Firebug is an Apple II maze video game written by Silas Warner and published by Muse Software in 1982. The game was released on cassette tape and on floppy disk. Warner previously created Castle Wolfenstein for the Apple II in 1981. As a pyromaniac, the player carries and ignites cans of gasoline in an attempt to burn as much of the level as possible.

Firebug uses the Apple II's lo-res graphics mode, which displays 16 colors but has a resolution of only 40 wide by 48 high. The game looks more colorful than hi-res Apple games, but the low resolution gives a crude appearance, even by the standards at the time of release. The game was originally released as Firefly.

==Gameplay==

The player controls a "firebug," a 3-by-3-pixel square with a tail stretching behind it. The player picks up gas cans—each represented by a single pixel—and drops a can by pressing the joystick button. The end of the player's tail glows white, and ignites any gas can that it is adjacent to, including cans the player had dropped. Once a gas can ignites, it burst into colorful flames, which ignites any walls they touch.

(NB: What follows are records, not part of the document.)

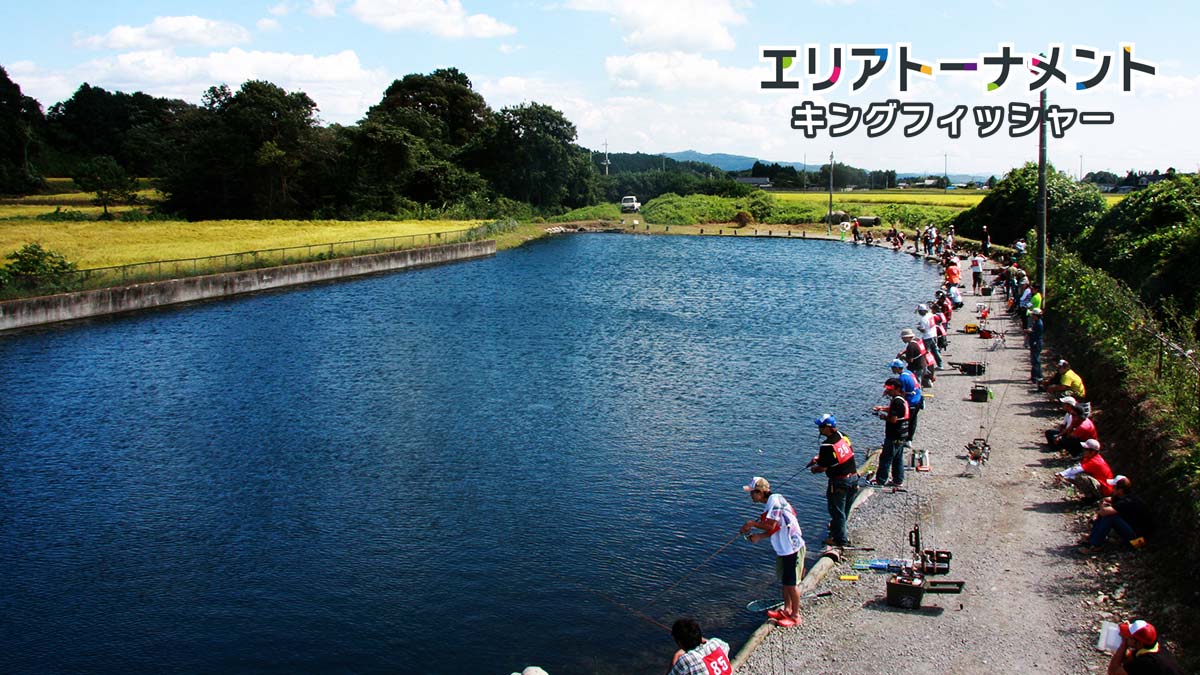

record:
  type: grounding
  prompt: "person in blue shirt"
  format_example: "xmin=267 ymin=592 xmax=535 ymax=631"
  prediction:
xmin=892 ymin=359 xmax=925 ymax=448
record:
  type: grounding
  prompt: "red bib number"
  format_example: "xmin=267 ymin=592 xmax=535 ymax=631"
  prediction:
xmin=704 ymin=647 xmax=733 ymax=675
xmin=833 ymin=438 xmax=854 ymax=464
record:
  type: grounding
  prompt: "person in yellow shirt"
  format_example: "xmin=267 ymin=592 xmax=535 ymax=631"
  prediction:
xmin=1044 ymin=359 xmax=1087 ymax=400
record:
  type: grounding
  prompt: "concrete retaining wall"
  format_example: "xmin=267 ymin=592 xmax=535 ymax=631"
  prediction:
xmin=0 ymin=240 xmax=496 ymax=331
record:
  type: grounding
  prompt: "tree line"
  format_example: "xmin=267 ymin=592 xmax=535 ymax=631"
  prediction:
xmin=0 ymin=67 xmax=744 ymax=220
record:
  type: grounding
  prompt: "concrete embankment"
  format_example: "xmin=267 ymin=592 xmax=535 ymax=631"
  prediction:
xmin=0 ymin=240 xmax=496 ymax=331
xmin=737 ymin=254 xmax=1113 ymax=675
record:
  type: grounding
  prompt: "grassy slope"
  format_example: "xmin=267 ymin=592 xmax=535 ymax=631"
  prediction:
xmin=0 ymin=220 xmax=480 ymax=268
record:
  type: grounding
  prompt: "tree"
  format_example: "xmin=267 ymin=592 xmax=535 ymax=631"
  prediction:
xmin=954 ymin=162 xmax=1106 ymax=244
xmin=0 ymin=67 xmax=46 ymax=195
xmin=367 ymin=68 xmax=492 ymax=159
xmin=0 ymin=243 xmax=77 ymax=291
xmin=162 ymin=80 xmax=328 ymax=219
xmin=462 ymin=103 xmax=598 ymax=209
xmin=71 ymin=155 xmax=138 ymax=214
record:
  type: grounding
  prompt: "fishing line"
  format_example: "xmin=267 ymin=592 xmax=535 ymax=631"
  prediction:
xmin=644 ymin=532 xmax=742 ymax=608
xmin=546 ymin=569 xmax=671 ymax=633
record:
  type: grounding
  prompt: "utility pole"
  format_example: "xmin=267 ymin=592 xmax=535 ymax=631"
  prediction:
xmin=826 ymin=150 xmax=833 ymax=237
xmin=1038 ymin=89 xmax=1050 ymax=302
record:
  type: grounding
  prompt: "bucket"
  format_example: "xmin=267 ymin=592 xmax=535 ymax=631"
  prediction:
xmin=1096 ymin=621 xmax=1121 ymax=652
xmin=888 ymin=574 xmax=925 ymax=609
xmin=959 ymin=362 xmax=988 ymax=376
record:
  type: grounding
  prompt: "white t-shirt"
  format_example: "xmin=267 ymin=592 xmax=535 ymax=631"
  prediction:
xmin=760 ymin=495 xmax=804 ymax=556
xmin=917 ymin=312 xmax=937 ymax=340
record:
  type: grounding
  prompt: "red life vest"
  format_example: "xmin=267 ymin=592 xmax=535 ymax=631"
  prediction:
xmin=701 ymin=647 xmax=733 ymax=675
xmin=905 ymin=338 xmax=937 ymax=365
xmin=833 ymin=436 xmax=854 ymax=464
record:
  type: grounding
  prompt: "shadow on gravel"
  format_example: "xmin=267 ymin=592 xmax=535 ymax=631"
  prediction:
xmin=863 ymin=597 xmax=946 ymax=616
xmin=1025 ymin=500 xmax=1096 ymax=513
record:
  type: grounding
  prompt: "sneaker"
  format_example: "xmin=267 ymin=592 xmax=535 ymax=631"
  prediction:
xmin=775 ymin=616 xmax=800 ymax=628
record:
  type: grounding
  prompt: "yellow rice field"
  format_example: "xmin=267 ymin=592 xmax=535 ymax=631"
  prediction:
xmin=0 ymin=216 xmax=482 ymax=268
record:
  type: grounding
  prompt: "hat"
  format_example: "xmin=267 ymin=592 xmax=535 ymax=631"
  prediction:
xmin=812 ymin=412 xmax=838 ymax=429
xmin=1117 ymin=620 xmax=1158 ymax=645
xmin=742 ymin=476 xmax=770 ymax=492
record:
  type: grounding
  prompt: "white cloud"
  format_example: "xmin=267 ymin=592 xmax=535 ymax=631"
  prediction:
xmin=350 ymin=0 xmax=517 ymax=37
xmin=307 ymin=0 xmax=342 ymax=18
xmin=566 ymin=0 xmax=746 ymax=52
xmin=76 ymin=16 xmax=250 ymax=49
xmin=605 ymin=52 xmax=753 ymax=95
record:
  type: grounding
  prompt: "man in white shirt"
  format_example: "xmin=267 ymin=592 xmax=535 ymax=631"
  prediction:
xmin=971 ymin=252 xmax=988 ymax=295
xmin=742 ymin=476 xmax=805 ymax=628
xmin=917 ymin=305 xmax=942 ymax=370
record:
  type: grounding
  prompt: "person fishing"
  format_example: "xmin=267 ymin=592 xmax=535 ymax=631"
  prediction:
xmin=870 ymin=377 xmax=908 ymax=488
xmin=810 ymin=413 xmax=858 ymax=546
xmin=740 ymin=476 xmax=805 ymax=628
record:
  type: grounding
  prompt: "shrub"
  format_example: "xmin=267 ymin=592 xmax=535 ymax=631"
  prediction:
xmin=0 ymin=243 xmax=77 ymax=293
xmin=954 ymin=162 xmax=1106 ymax=244
xmin=34 ymin=207 xmax=96 ymax=222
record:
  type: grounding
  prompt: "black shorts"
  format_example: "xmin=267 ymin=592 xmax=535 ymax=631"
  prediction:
xmin=775 ymin=549 xmax=804 ymax=586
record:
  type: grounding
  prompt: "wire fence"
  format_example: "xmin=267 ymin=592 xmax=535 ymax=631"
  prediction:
xmin=0 ymin=223 xmax=496 ymax=300
xmin=1048 ymin=253 xmax=1200 ymax=432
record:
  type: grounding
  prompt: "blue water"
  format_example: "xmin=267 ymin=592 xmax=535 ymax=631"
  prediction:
xmin=0 ymin=235 xmax=936 ymax=675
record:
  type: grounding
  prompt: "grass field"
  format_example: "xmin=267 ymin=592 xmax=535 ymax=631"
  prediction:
xmin=0 ymin=220 xmax=482 ymax=268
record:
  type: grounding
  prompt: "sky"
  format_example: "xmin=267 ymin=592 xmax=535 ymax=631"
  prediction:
xmin=0 ymin=0 xmax=1200 ymax=175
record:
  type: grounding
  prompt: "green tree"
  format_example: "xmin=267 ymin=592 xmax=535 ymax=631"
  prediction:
xmin=162 ymin=80 xmax=328 ymax=219
xmin=462 ymin=103 xmax=598 ymax=209
xmin=0 ymin=243 xmax=77 ymax=292
xmin=71 ymin=155 xmax=138 ymax=214
xmin=954 ymin=162 xmax=1106 ymax=244
xmin=0 ymin=67 xmax=46 ymax=195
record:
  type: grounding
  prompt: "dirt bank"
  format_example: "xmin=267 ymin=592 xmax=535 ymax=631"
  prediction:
xmin=739 ymin=254 xmax=1174 ymax=675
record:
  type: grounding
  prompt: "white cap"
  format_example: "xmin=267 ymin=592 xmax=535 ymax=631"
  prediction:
xmin=742 ymin=476 xmax=770 ymax=492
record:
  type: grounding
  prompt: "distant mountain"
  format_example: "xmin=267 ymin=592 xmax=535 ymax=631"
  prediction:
xmin=662 ymin=150 xmax=796 ymax=171
xmin=661 ymin=150 xmax=1001 ymax=183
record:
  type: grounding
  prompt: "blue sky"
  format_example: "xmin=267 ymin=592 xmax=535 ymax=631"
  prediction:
xmin=0 ymin=0 xmax=1200 ymax=173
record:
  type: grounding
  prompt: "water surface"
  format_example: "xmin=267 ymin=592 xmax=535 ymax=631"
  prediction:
xmin=0 ymin=235 xmax=936 ymax=675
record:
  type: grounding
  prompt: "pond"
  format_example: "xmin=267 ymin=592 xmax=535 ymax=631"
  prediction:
xmin=0 ymin=234 xmax=937 ymax=675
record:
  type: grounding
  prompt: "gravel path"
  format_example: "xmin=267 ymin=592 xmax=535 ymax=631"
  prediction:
xmin=739 ymin=260 xmax=1108 ymax=675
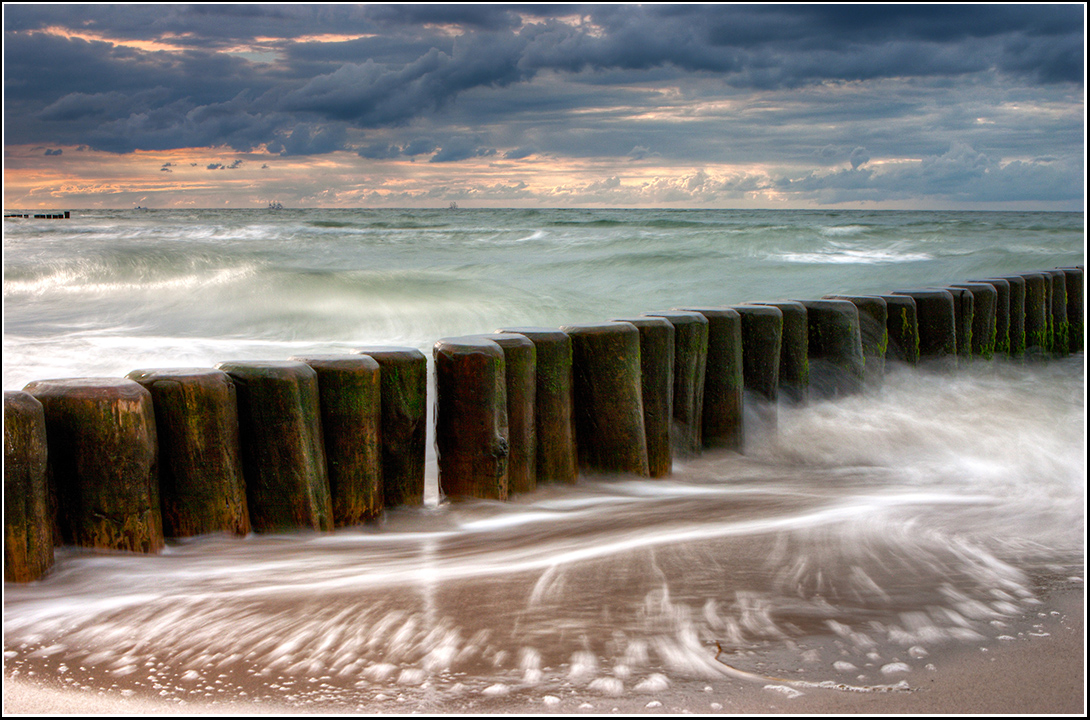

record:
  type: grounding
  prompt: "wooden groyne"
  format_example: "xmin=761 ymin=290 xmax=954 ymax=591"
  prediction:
xmin=4 ymin=266 xmax=1085 ymax=582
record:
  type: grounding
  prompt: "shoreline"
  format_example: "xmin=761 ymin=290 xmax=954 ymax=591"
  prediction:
xmin=3 ymin=581 xmax=1086 ymax=716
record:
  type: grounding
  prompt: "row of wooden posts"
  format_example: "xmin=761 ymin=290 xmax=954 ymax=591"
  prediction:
xmin=4 ymin=267 xmax=1085 ymax=582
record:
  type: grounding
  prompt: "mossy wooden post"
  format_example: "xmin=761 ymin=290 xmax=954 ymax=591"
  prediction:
xmin=1047 ymin=269 xmax=1071 ymax=357
xmin=942 ymin=285 xmax=973 ymax=363
xmin=825 ymin=295 xmax=889 ymax=389
xmin=644 ymin=310 xmax=707 ymax=457
xmin=954 ymin=282 xmax=1000 ymax=359
xmin=352 ymin=345 xmax=427 ymax=510
xmin=802 ymin=300 xmax=864 ymax=399
xmin=1001 ymin=276 xmax=1026 ymax=357
xmin=129 ymin=368 xmax=250 ymax=537
xmin=289 ymin=355 xmax=385 ymax=527
xmin=1021 ymin=272 xmax=1052 ymax=358
xmin=3 ymin=391 xmax=53 ymax=583
xmin=1061 ymin=267 xmax=1086 ymax=353
xmin=560 ymin=322 xmax=651 ymax=477
xmin=893 ymin=290 xmax=957 ymax=369
xmin=216 ymin=361 xmax=334 ymax=533
xmin=981 ymin=278 xmax=1010 ymax=355
xmin=758 ymin=301 xmax=810 ymax=405
xmin=24 ymin=378 xmax=164 ymax=552
xmin=687 ymin=307 xmax=749 ymax=452
xmin=616 ymin=317 xmax=674 ymax=477
xmin=881 ymin=295 xmax=920 ymax=365
xmin=736 ymin=305 xmax=784 ymax=437
xmin=487 ymin=332 xmax=537 ymax=495
xmin=496 ymin=328 xmax=579 ymax=485
xmin=433 ymin=335 xmax=509 ymax=500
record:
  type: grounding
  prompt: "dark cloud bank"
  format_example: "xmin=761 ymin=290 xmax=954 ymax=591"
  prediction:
xmin=4 ymin=4 xmax=1085 ymax=202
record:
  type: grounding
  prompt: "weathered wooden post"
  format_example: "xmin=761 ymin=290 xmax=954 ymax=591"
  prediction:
xmin=616 ymin=317 xmax=674 ymax=477
xmin=24 ymin=378 xmax=164 ymax=552
xmin=954 ymin=282 xmax=1000 ymax=359
xmin=825 ymin=295 xmax=889 ymax=388
xmin=1021 ymin=272 xmax=1052 ymax=358
xmin=1000 ymin=276 xmax=1026 ymax=357
xmin=893 ymin=290 xmax=957 ymax=369
xmin=881 ymin=295 xmax=920 ymax=365
xmin=486 ymin=332 xmax=537 ymax=495
xmin=801 ymin=300 xmax=864 ymax=399
xmin=758 ymin=301 xmax=810 ymax=405
xmin=216 ymin=361 xmax=334 ymax=533
xmin=560 ymin=322 xmax=651 ymax=476
xmin=1061 ymin=267 xmax=1086 ymax=353
xmin=981 ymin=278 xmax=1010 ymax=355
xmin=433 ymin=335 xmax=509 ymax=500
xmin=687 ymin=307 xmax=746 ymax=452
xmin=289 ymin=355 xmax=385 ymax=527
xmin=129 ymin=368 xmax=250 ymax=537
xmin=734 ymin=305 xmax=784 ymax=437
xmin=352 ymin=345 xmax=427 ymax=510
xmin=1046 ymin=269 xmax=1071 ymax=357
xmin=3 ymin=391 xmax=53 ymax=583
xmin=644 ymin=310 xmax=707 ymax=456
xmin=496 ymin=328 xmax=579 ymax=485
xmin=942 ymin=285 xmax=973 ymax=363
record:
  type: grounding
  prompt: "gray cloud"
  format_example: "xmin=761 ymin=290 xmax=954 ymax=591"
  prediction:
xmin=4 ymin=4 xmax=1085 ymax=204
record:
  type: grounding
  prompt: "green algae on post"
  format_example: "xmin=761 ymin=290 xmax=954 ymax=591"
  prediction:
xmin=893 ymin=289 xmax=957 ymax=369
xmin=483 ymin=332 xmax=537 ymax=495
xmin=560 ymin=322 xmax=651 ymax=476
xmin=352 ymin=345 xmax=427 ymax=510
xmin=754 ymin=300 xmax=810 ymax=405
xmin=644 ymin=310 xmax=707 ymax=456
xmin=433 ymin=335 xmax=508 ymax=500
xmin=615 ymin=317 xmax=674 ymax=477
xmin=129 ymin=368 xmax=250 ymax=537
xmin=3 ymin=390 xmax=53 ymax=583
xmin=496 ymin=327 xmax=579 ymax=485
xmin=686 ymin=307 xmax=749 ymax=452
xmin=24 ymin=378 xmax=164 ymax=552
xmin=800 ymin=300 xmax=865 ymax=399
xmin=217 ymin=361 xmax=334 ymax=533
xmin=289 ymin=355 xmax=385 ymax=527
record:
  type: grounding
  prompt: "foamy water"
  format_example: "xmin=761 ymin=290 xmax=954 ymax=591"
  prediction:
xmin=3 ymin=205 xmax=1086 ymax=711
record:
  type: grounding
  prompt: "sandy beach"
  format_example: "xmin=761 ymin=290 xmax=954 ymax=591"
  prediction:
xmin=3 ymin=582 xmax=1086 ymax=716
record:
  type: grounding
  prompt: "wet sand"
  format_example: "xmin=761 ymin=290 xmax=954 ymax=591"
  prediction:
xmin=3 ymin=582 xmax=1086 ymax=716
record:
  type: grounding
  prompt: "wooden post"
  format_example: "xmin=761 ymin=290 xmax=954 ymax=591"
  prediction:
xmin=289 ymin=355 xmax=385 ymax=527
xmin=616 ymin=317 xmax=674 ymax=477
xmin=734 ymin=305 xmax=784 ymax=436
xmin=434 ymin=337 xmax=509 ymax=500
xmin=217 ymin=362 xmax=334 ymax=533
xmin=3 ymin=391 xmax=53 ymax=583
xmin=486 ymin=332 xmax=537 ymax=495
xmin=644 ymin=310 xmax=707 ymax=456
xmin=24 ymin=378 xmax=164 ymax=552
xmin=802 ymin=300 xmax=864 ymax=399
xmin=893 ymin=290 xmax=957 ymax=369
xmin=825 ymin=295 xmax=889 ymax=388
xmin=352 ymin=345 xmax=427 ymax=510
xmin=560 ymin=322 xmax=651 ymax=477
xmin=758 ymin=300 xmax=810 ymax=405
xmin=496 ymin=328 xmax=579 ymax=485
xmin=981 ymin=278 xmax=1010 ymax=355
xmin=954 ymin=282 xmax=1000 ymax=359
xmin=129 ymin=368 xmax=250 ymax=537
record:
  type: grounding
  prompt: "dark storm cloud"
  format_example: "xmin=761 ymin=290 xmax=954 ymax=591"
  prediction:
xmin=4 ymin=5 xmax=1083 ymax=154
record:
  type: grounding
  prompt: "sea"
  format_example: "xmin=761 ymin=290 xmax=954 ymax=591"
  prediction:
xmin=3 ymin=209 xmax=1087 ymax=712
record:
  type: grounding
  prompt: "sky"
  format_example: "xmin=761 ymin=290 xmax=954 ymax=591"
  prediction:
xmin=3 ymin=3 xmax=1086 ymax=211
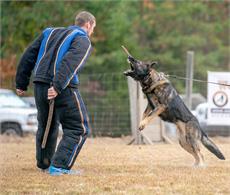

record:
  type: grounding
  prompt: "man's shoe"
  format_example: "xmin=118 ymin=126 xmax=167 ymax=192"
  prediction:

The goal is to burn down the highest possible percentage of the walls on the level, and escape down the stairs to the next level without touching any flames with the body of the firebug. Tail collisions with fire are expected and ignored. As the game progresses, each level features tighter mazes of walls, increasing the penalty for player mistakes; and the player's tail is shortened, causing player-dropped gas cans to explode sooner.

==Reception==
Johnny L. Wilson reviewed the game for Computer Gaming World, and stated that "Firebug seems to have the ingredients necessary for a successful arcade game: interesting graphics, sufficient challenge, moderate strategy, and ample flexibility. Indeed, "ash" far "ash" this reviewer is able to "ash-certain," this game is an "ash-set" to an "ash-tute" arcade lovers "ash-sortment" of games. Unab-ash-edly."

In Microcomputing, Jim Hansen wrote "Neither I nor my kid-game testers found Firebug a game worth playing more than once or twice at most."

In 1982, the city council of Kentwood, Michigan asked dealers not to sell the game because they felt it encouraged arson.